Appearance
Re-Auditing
Track agent changes over time.
Why re-audit
The score on day one is a snapshot. The score on day thirty, after you've shipped four prompt changes and a model upgrade, is the question that matters: did the changes actually help?
Re-audit answers that. Each re-audit is compared against the previous run; the report tells you what changed.
How to re-audit
On any saved report, click Re-audit.
The new run uses the same URL and the same eval set as the original. Findings, strengths, and the score are computed fresh against the agent's current behavior.
What you see on the new report
The new report renders at a fresh /eval/r/[token] URL but includes a diff banner at the top:
- Score delta —
73 → 81(+8) - Verdict shift — Fix first → Deploy, when applicable
- Findings resolved — scenarios that failed before and pass now
- Findings introduced — scenarios that passed before and fail now (the regression-watch case)

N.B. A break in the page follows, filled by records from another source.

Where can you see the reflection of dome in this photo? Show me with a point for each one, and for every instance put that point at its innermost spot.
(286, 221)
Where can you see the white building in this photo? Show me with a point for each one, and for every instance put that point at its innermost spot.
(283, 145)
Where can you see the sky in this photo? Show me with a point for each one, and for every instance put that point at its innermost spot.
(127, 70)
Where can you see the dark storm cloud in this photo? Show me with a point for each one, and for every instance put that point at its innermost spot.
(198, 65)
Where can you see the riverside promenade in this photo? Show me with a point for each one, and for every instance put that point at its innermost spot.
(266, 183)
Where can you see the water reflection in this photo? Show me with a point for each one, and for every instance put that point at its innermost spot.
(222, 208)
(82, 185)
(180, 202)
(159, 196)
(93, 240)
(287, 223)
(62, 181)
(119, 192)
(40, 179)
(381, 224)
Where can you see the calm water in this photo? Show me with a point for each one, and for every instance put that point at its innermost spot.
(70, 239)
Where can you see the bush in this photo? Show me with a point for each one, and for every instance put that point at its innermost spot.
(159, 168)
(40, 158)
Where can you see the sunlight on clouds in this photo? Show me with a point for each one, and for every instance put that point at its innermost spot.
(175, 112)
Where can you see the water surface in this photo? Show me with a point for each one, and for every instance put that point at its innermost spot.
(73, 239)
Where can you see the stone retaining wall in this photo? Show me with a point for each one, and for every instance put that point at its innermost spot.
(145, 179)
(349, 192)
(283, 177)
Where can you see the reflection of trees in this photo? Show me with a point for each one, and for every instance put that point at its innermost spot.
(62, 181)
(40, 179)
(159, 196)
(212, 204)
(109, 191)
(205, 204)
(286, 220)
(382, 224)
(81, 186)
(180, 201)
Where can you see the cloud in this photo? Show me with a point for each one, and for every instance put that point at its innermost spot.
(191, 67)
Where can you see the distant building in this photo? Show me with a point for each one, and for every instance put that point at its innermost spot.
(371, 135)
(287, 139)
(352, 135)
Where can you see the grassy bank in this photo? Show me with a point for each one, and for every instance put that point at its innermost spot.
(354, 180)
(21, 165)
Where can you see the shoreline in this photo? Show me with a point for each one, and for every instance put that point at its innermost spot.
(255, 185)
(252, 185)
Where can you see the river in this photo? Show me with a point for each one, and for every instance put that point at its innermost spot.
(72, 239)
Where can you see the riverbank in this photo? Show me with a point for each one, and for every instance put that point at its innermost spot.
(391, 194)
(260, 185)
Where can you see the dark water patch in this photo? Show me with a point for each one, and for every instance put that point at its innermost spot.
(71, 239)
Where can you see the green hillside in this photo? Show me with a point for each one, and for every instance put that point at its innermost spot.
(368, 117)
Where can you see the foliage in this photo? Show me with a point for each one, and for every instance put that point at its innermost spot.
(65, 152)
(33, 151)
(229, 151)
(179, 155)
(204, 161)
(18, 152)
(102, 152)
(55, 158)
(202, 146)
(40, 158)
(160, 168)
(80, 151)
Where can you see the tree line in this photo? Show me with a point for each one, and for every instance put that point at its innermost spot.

- Strengths preserved / lost — to catch silent regressions in passing categories
The diff is the headline. Below it, the report renders the same way as a fresh audit.
Use the diff banner to talk to your team
The diff is the artifact you share when someone asks "did the prompt change help?"
- Score went up:
73 → 81is the proof - A regression appeared: the diff names the specific scenario that flipped
- Nothing moved: the change was a wash; argue from the data instead of vibes
Eval set version pinning
Re-audits use the same eval set version as the original run. If the eval set has changed since the original, the re-audit is still comparable to the original — the rubric isn't shifting underneath you.
If you want to re-score an older report against a newer eval set, that's a separate audit, not a re-audit.
When the URL no longer works
Sometimes the URL goes down, moves, or changes auth. The re-audit will fail with a clear error and won't be charged.
To audit a new URL, submit it as a fresh audit instead of re-auditing the old one.